62% of UK shoppers would avoid products with GLP-1 drug labels, Lumina Intelligence finds. Nestlé and Danone's early strategies may backfire as 71% of non-users reject the packaging.
Food brands that market products specifically to people taking GLP-1 weight-loss drugs like Ozempic and Mounjaro may be scaring off the customers they actually need. New consumer research from Lumina Intelligence, a UK-based consumer insights firm, surveyed 2,000 British adults and found that 62% would be less likely to buy a product if its packaging referenced GLP-1 treatments. The resistance was sharpest among shoppers with no personal connection to the drugs. 71% of non-users said such labels would make them avoid the product entirely.
The finding undercuts the early strategy of several major food companies. Nestlé launched a frozen food line called Vital Pursuit in 2024, marketed toward GLP-1 users with higher protein and added vitamins. Danone has promoted its high-protein yogurt range as suitable for patients on the drugs. The logic was straightforward: the GLP-1 market is growing fast, and early movers could capture a loyal, recurring customer base.
Lumina's data suggests that strategy carries a hidden cost. The same packaging that signals relevance to a GLP-1 user also signals irrelevance – or even stigma – to everyone else. A product that screams "for Ozempic patients" may struggle to sit in the same shopping basket as a family's weekly shop.
The risk is not hypothetical. GLP-1 prescriptions in England have more than tripled since 2019, with over 200,000 patients now receiving the drugs through the NHS. That number is still a fraction of the total grocery-buying population.
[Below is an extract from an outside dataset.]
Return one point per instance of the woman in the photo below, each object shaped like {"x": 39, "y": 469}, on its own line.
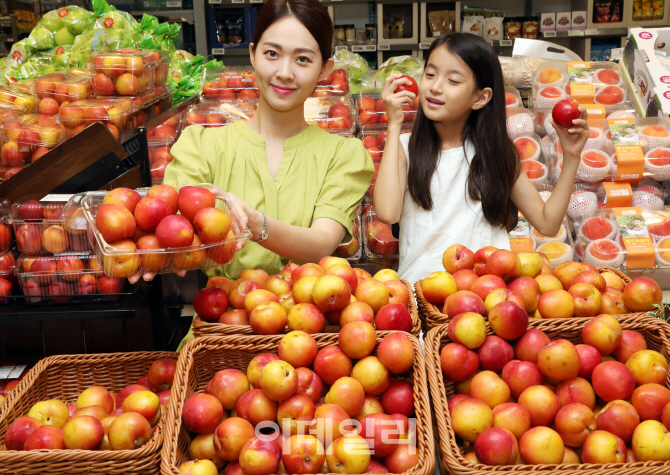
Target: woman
{"x": 296, "y": 186}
A brand that alienates the other 99% of shoppers for a narrow slice of the market is making a volume bet that may not pay off.
Some companies are already adjusting. The UK supermarket chain Tesco has said it will not create dedicated GLP-1 aisles or shelf sections, despite rising demand for high-protein, low-calorie options. The reasoning, according to a company spokesperson cited in the research, was that "most shoppers want simple, healthy choices – not medicalised categories."
Lumina's report recommends that food brands focus on the functional benefit – high protein, low sugar, satiety – rather than the drug that drives the demand. A product that works for a GLP-1 patient also works for a gym-goer, a diabetic, or anyone watching their weight. The packaging should reflect that overlap, not the narrowest use case.
The research comes as the UK's Food Standards Agency reviews whether GLP-1-specific health claims on packaging meet existing labelling rules. No decision has been announced.